Para o fundador do partido Novo e candidato à Presidência em 2018 João Amoêdo, é “inaceitável” o presidente tentar ter acesso a informações privilegiadas e, portanto, controlar investigações.

Mesmo entre aliados próximos de Bolsonaro, o clima foi de luto. A deputada federal Carla Zambelli (PSL-SP) preferiu não comentar as acusações de Moro contra o presidente, mas lamentou a saída do ministro.

A Frente Parlamentar da Segurança Pública da Câmara diz que recebeu com “extremo pesar” a notícia de saída de Moro. Em nota assinada pelo deputado federal Capitão Augusto (PL-SP), presidente da bancada, manifestou preocupação com “postura intransigente” do presidente em trocar o comando da PF à revelia do então ministro.

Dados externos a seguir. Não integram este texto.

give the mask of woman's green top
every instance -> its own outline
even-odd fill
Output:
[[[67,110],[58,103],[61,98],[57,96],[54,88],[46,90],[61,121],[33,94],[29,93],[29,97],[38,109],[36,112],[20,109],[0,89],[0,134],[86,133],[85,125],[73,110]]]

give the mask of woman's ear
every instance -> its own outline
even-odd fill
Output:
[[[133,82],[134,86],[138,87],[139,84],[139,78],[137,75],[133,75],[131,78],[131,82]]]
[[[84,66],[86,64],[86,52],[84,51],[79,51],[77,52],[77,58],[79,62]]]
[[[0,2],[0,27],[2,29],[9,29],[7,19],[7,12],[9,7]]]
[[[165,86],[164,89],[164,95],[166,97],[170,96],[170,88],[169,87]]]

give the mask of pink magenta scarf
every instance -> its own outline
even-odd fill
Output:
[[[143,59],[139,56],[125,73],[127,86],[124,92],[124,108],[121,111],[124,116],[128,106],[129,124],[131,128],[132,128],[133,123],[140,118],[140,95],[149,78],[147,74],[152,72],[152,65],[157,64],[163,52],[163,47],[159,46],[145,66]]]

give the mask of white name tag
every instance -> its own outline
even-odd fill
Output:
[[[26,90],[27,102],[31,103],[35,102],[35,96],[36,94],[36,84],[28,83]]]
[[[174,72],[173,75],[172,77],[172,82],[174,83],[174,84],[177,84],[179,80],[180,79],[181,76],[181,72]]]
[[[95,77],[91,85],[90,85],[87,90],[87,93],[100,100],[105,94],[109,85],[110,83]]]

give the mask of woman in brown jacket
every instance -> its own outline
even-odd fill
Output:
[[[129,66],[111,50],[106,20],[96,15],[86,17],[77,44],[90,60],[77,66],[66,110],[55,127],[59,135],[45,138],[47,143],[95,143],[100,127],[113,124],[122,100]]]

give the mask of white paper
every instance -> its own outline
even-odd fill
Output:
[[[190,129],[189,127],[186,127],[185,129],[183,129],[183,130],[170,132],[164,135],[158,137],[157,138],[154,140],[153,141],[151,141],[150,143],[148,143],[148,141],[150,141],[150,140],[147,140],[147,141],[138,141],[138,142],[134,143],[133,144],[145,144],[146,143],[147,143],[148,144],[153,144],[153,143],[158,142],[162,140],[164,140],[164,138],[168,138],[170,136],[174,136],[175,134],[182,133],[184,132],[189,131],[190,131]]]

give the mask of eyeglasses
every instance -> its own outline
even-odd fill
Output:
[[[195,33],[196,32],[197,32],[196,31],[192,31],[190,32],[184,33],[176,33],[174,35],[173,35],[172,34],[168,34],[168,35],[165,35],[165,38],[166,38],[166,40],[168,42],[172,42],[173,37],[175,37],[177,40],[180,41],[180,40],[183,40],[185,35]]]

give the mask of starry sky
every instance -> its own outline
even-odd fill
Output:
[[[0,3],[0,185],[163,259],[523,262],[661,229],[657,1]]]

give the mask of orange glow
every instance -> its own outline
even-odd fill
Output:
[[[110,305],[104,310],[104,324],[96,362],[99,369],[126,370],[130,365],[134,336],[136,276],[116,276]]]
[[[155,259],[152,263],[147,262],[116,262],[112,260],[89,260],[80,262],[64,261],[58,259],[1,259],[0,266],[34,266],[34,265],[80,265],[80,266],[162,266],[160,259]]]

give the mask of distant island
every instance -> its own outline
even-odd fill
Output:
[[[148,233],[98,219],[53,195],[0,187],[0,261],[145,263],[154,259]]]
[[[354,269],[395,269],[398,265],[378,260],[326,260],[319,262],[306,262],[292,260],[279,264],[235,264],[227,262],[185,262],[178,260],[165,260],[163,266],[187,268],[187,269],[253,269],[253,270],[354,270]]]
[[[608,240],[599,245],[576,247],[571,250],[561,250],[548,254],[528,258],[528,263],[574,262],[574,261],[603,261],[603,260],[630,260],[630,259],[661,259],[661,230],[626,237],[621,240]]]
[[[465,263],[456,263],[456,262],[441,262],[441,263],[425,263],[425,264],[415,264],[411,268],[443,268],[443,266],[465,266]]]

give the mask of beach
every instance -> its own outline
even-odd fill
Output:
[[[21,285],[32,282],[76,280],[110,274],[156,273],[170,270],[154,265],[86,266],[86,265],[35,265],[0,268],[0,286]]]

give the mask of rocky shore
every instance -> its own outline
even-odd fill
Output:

A direção do Podemos, partido que tentou colar sua candidatura presidencial em 2018 à imagem de Moro, também lamenta a saída do ministro. “Representa o afastamento do governo Bolsonaro do sentimento popular e do combate à corrupção. É a derrota da ética”, diz nota assinada pela presidente nacional do partido, a deputada federal Renata Abreu (Podemos-SP), pelo senador Alvaro Dias (PSDB-PR), que foi candidato à Presidência, e o deputado federal Léo Moraes (PSDB-PR), líder da legenda na Câmara.